LE RESIDU ORAL DANS L’ECRIT ETUDE SUR LE CONTE POPULAIRE DANS L’OASIS DE SIWA

Issue 10
LE RESIDU ORAL DANS L’ECRIT ETUDE SUR LE CONTE POPULAIRE DANS L’OASIS DE SIWA

que devient le texte oral lorsque changent les contextes de son énonciation et évoluent la posture du récepteur et la nature du public ? Et qu’en est-il du conte populaire en tant que texte oral, dès lors qu’il est reproduit et adapté par un écrivain – un homme de l’écrit ?

La multiplicité des contextes produit une multiplicité de textes, ainsi que le souligne Paul Zumthor. L’un des problèmes les plus importants aux yeux des spécialistes de la littérature orale est, sans doute, celui du repérage des changements introduits, au niveau des contenus, par l’adaptation ou la reproduction des genres littéraires populaires. Il s’agit, en d’autres termes, de mettre en lumière la dynamique du processus de passage entre ce qui est traditionnel (oral) et ce qui est adapté (écrit).

‘’Traditions ‘’ est le terme par excellence qui se rattache à l’idée de permanence, au plan du contenu axiomatique correspondant aux cadres référentiels plus larges qui se sont imposés à la pensée sociale du peuple – société rurales ou primitives –, qui sont à la base de ce conservatisme social et qui ont fait que l’on parle de « bastion des traditions opposées au changement ». L’adaptation écrite est, au contraire, connue comme totalement libérée des traditions quand bien même elle y prendrait appui.

Les deux expériences qui ont interpellé l’auteur et qui constituent des adaptations de contes populaires égyptiens sont celle de La Conteuse a dit… et celle menée par le centre français et allemand, à partir des contes populaires collectés dans l’oasis de Siwa. C’est cette dernière expérience – qui a fait l’objet d’un ouvrage intitulé Contes du désert, entre passé et présent : l’oasis de Siwa – que la présente étude prend pour exemple.

Pour ce qui est des études portant sur la question de l’adaptation, elles sont rares, elles aussi. On citera, notamment, les travaux de Saïd Yaktin publiées sous le titre de Le Roman et la tradition narrative, ainsi que ceux, récents, de Sayyed Dhifallah sur Les Mécanismes comparés de la narration orale et écrite, où une version de L’Epopée hilalienne publiée par le poète Fathy Suleïman est comparée au roman de Fathy Imbabi : Les Pâturages du meurtre.

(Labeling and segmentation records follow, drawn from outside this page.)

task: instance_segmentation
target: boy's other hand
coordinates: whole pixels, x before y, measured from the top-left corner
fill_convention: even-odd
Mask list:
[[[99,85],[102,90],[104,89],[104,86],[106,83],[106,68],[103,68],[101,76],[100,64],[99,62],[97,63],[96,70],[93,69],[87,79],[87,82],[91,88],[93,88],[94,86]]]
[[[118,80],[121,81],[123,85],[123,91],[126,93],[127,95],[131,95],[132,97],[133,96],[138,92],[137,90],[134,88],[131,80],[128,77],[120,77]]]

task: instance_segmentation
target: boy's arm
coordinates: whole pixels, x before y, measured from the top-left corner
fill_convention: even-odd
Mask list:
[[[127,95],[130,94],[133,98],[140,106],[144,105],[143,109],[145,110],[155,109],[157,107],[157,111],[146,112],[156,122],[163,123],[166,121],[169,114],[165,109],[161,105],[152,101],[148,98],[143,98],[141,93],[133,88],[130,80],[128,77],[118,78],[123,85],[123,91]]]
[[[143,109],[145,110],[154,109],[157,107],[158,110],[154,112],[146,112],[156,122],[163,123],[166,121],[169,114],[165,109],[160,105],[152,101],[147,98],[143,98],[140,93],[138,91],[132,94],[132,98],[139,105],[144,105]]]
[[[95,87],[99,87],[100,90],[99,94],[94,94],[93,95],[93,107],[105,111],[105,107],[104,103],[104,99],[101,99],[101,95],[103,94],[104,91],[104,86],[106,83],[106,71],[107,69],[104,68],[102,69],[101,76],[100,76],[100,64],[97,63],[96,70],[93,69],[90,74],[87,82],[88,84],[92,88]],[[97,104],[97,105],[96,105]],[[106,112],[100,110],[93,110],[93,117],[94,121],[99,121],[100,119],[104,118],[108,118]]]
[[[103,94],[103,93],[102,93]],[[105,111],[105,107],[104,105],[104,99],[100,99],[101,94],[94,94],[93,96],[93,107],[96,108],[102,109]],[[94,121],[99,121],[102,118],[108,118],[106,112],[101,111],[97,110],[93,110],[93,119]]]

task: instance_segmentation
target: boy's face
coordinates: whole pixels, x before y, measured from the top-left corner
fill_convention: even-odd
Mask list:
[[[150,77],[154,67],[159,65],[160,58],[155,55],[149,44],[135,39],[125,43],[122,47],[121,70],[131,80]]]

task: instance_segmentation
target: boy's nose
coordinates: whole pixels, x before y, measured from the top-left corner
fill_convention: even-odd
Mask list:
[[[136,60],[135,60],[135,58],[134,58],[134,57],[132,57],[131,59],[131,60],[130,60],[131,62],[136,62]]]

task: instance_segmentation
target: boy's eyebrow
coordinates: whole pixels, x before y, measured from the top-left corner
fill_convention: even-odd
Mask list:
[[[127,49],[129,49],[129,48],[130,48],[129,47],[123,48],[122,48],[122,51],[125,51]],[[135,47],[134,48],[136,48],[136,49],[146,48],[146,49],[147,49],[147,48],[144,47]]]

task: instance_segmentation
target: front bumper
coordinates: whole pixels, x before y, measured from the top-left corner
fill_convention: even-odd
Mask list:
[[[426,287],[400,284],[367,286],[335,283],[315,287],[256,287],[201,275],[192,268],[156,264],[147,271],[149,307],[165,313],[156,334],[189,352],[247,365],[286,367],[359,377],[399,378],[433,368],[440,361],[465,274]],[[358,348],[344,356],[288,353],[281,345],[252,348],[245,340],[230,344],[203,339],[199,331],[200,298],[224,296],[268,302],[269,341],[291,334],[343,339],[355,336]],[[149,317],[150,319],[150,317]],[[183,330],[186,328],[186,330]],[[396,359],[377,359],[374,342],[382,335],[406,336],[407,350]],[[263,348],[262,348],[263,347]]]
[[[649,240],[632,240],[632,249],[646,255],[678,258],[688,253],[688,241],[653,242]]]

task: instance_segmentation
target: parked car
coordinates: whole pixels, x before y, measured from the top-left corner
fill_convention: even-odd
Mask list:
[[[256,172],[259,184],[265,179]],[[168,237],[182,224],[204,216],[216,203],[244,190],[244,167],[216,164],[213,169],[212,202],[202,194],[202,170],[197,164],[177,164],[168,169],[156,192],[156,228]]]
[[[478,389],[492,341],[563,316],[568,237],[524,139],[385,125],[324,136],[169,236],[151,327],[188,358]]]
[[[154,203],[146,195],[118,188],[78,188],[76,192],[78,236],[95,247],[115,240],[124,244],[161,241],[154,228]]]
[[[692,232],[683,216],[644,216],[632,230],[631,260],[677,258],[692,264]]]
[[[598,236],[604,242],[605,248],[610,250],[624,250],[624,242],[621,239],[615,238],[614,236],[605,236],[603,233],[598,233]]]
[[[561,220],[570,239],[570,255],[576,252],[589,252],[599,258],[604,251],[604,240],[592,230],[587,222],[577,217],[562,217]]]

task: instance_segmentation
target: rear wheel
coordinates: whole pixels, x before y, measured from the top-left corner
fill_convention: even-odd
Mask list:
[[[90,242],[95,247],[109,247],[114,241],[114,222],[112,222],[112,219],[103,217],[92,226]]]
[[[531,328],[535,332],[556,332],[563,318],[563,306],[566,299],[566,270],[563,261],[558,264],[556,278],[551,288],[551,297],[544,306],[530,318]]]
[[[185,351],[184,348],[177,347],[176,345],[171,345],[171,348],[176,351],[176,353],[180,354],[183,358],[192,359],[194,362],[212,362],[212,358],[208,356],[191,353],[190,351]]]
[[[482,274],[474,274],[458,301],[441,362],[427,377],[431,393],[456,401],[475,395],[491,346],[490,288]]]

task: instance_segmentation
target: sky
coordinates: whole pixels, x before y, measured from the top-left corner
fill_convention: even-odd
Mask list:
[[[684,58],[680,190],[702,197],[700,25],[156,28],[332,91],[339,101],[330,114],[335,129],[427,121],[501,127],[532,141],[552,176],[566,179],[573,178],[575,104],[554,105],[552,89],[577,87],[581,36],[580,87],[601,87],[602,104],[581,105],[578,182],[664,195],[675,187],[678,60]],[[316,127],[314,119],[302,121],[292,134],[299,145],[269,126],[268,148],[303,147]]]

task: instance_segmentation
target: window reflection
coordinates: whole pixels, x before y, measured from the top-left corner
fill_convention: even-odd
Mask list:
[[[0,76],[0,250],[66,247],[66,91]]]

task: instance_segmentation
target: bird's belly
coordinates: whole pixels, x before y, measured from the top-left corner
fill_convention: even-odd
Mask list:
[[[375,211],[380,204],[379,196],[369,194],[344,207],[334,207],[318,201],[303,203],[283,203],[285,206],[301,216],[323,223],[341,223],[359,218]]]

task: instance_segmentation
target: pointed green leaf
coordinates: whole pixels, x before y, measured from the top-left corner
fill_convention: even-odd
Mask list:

La notion de « résidu conceptuel » que l’auteur de l’étude met à l’épreuve, ici, est empruntée à Walter Ong dans son ouvrage L’Oral et l’écrit. Ong met en lumière les principales caractéristiques de l’oralité qui se maintiennent dans le texte, alors que celui-ci est passé par le moule de l’écrit. Ong voulait, à travers l’identification de ces caractéristiques, expérimenter sa méthode sur des oeuvres relevant de la grande littérature, mais, dans le cas qui nous intéresse, c’est sur un genre littéraire bien précis – le conte populaire – et dans une région bien déterminée – l’oasis de Siwa, une des oasis du Sahara occidental égyptien où il a collecté la matière qui constitue son corpus de récits, en 2007 – qu’il tente de vérifier son approche. D’autres récits ont été également interrogés qui figurent dans le petit livre du Centre français et allemand sur le projet relatif à ces contes, mené également en 2007.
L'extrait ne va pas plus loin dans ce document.